Wall Street Journal
June 2, 2015 8:37 p.m. ET

Rising Gun Crime Vexes de Blasio

Mayor says New York is safer, despite a rise in gun-related crime


New York City Mayor Bill de Blasio 

With shootings and homicides on the rise, Mayor Bill de Blasio called an impromptu news conference Tuesday to declare that the city is safer overall and that he has made improvements to the New York Police Department.

The mayor was responding to unwelcome news that emerged late Monday: Police officials said they are struggling with violence, citing a year-over-year 8.9% increase in shootings through May and a 19.5% rise in murders, from 113 to 135.

“There has been obviously an uptick in homicides and shootings,” he said. “This is something we take very, very seriously.”

Mayoral aides told reporters shortly before an unrelated bill signing on Tuesday that Mr. de Blasio would address the new crime statistics and take questions. He took three.

In response to a reporter, Mr. de Blasio said the increase in violence hadn’t changed his position to keep the NYPD head count at its current level, despite a push from some on the City Council and Police Commissioner William Bratton to increase the police-force budget for the fiscal year that begins on July 1.

He also defended the sharp curtailment in the NYPD’s stop-and-frisk encounters, saying they had formerly been “applied with such a broad brush as to be unconstitutional.”

The new statistics amounted to another difficult episode in the mayor’s challenge when it comes to changing policing policy since he took office in 2014.

He has often frustrated the rank-and-file of the NYPD with his rhetoric—about how his biracial son should interact with officers, for example.

Meanwhile, many liberal supporters don’t want more officers and want him to change the quality-of-life policing tactic known as “broken windows,” under which officers focus on small crimes hoping to prevent bigger ones.

The mayor’s aides stress the challenging nature of the situations he has addressed, including the killing of two officers late last year and weeks of street protests over police killings of unarmed black men, including on Staten Island last summer.

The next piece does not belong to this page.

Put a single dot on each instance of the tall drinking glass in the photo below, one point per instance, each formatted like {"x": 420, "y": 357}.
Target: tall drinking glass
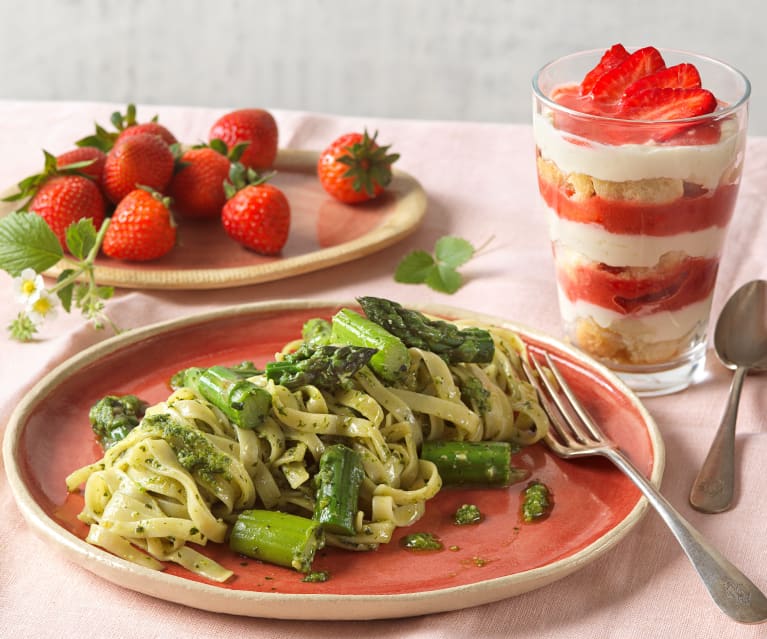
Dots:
{"x": 638, "y": 212}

Mr. de Blasio appeared on Tuesday without any NYPD officials. Mr. Bratton is on vacation.

Mr. de Blasio praised the NYPD and said New York City remains the safest big city in the country. He also noted that the NYPD is redirecting officers to street patrols.

“Look, every single day I’m going over those numbers, and I feel them deeply,” the mayor said. “But at the same time we see an overall reduction in crime. We have to recognize that that trend speaks volumes too.”

—Pervaiz Shallwani contributed to this article.